It seems pretty standard in all it says.

It's probably good to remind people that an NP-complete problem doesn't mean
death, but I mean, in real world problems I think that everybody knows what
the author is explaining.

I don't even think that he get the point across really well.

Two things:

\- there is no emphasis on the fact that we live in a real world, so a
solution to an integral at any desired accuracy is definitely enough for non
academic studies;

\- he forgets to mention that problems like the traveling salesman are for
academics. The real world responds to the 'actual computing time of the
traveling salesman + the traveling time' problem, i.e., if your exact solution
is 10% better than the approximate solution but your computation time is 20
times longer so that the salesman can't even start actually traveling ;-) your
best solution becomes suddenly your second best (plus many variations of it).

Of course in general there might be no way to know how much better you could
do with the exact solution, but unless there is a Maxwell's devil choosing the
set of your towns and roads, it's usually possible to estimate what the
average error is (also in terms of some few computed cases and using Monte
Carlo techniques). It won't give you the 100% certainty, but it'll give you
the certainty that your solution is gonna be not that bad, given how quickly
you get it.

I would suggest another thing. When you have a problem that you know it's hard
to deal with, give it to a very intelligent person in your team that doesn't
know it's very hard to treat. Most likely they will be more creative than you
can, because they don't have that sense of hopeless you get when you know that
a problem has no exact and easy solution ;-)

I'd say the real world problems are similar to the difference from math and
physics according to one of my professors when I was a student. He'd say that
when mathematicians and physicists try to approach a problem, their way of
trying to find a solution is comparable to two guys approaching a cliff.
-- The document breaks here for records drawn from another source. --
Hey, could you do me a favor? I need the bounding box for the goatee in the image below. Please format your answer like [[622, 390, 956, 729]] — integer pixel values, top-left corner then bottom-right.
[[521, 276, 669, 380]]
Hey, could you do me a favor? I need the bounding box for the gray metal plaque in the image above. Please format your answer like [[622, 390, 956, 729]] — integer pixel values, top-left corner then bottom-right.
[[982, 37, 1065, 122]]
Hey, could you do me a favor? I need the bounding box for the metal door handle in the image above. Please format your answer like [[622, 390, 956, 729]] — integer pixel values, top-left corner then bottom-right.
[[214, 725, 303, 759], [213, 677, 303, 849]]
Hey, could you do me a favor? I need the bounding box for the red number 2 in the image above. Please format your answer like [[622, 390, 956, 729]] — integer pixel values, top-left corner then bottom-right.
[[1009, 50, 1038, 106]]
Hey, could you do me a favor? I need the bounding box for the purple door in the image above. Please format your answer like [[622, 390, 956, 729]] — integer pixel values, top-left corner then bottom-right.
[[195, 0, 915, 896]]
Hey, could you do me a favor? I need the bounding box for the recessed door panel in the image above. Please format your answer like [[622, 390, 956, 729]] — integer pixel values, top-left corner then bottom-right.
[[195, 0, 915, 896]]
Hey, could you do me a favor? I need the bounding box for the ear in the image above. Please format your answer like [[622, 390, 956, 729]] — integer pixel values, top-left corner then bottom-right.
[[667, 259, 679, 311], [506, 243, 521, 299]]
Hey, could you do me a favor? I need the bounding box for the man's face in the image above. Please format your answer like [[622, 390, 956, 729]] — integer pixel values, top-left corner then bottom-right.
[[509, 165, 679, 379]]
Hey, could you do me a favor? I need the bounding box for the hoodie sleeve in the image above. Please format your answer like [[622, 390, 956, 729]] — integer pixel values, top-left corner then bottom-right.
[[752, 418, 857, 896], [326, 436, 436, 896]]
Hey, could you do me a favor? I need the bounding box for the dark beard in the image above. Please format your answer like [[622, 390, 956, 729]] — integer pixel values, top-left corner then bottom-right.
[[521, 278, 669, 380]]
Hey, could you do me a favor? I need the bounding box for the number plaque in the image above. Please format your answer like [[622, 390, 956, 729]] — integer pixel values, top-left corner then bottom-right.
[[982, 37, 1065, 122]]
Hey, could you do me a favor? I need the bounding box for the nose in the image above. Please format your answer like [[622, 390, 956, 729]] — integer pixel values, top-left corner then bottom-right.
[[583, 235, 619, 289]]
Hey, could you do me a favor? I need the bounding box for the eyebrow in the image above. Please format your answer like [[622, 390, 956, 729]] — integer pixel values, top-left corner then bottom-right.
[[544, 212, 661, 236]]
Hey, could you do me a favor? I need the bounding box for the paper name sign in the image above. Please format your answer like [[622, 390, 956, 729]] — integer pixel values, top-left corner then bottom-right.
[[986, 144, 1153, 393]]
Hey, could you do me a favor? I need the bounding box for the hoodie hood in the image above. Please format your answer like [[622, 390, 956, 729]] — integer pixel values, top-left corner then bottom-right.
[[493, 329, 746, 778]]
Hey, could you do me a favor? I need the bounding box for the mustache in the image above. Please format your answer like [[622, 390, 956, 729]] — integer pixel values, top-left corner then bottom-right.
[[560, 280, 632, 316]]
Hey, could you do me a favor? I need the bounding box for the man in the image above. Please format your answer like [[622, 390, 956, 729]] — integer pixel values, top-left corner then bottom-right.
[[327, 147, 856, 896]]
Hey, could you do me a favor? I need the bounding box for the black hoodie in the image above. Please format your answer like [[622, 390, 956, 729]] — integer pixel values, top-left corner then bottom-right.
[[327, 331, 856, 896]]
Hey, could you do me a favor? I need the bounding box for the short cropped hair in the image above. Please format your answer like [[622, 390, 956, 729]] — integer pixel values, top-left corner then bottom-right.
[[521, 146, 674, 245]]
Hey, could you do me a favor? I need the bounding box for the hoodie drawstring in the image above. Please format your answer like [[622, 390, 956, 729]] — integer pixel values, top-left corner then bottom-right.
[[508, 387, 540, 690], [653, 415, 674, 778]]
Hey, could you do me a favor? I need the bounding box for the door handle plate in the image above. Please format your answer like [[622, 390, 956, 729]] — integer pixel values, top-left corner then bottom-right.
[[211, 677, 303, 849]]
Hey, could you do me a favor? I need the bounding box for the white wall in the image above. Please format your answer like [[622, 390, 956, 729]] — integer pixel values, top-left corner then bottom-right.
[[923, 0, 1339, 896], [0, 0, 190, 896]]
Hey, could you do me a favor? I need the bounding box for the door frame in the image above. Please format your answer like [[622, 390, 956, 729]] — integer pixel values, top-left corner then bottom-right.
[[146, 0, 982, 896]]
The
mathematician tries to carefully look at every rock and goes down to the ocean
very very slowly, the physicist just jumps in an awkward way, kinda scared,
screaming and closing their eyes and hoping they won't hit any rocks and that
it won't end too bad (they aren't really risking their lives anyhow).

If what you need is a real world solution, you can just jump and see how it
goes, you most likely won't die for that (because you are also probably not
actually jumping off a cliff).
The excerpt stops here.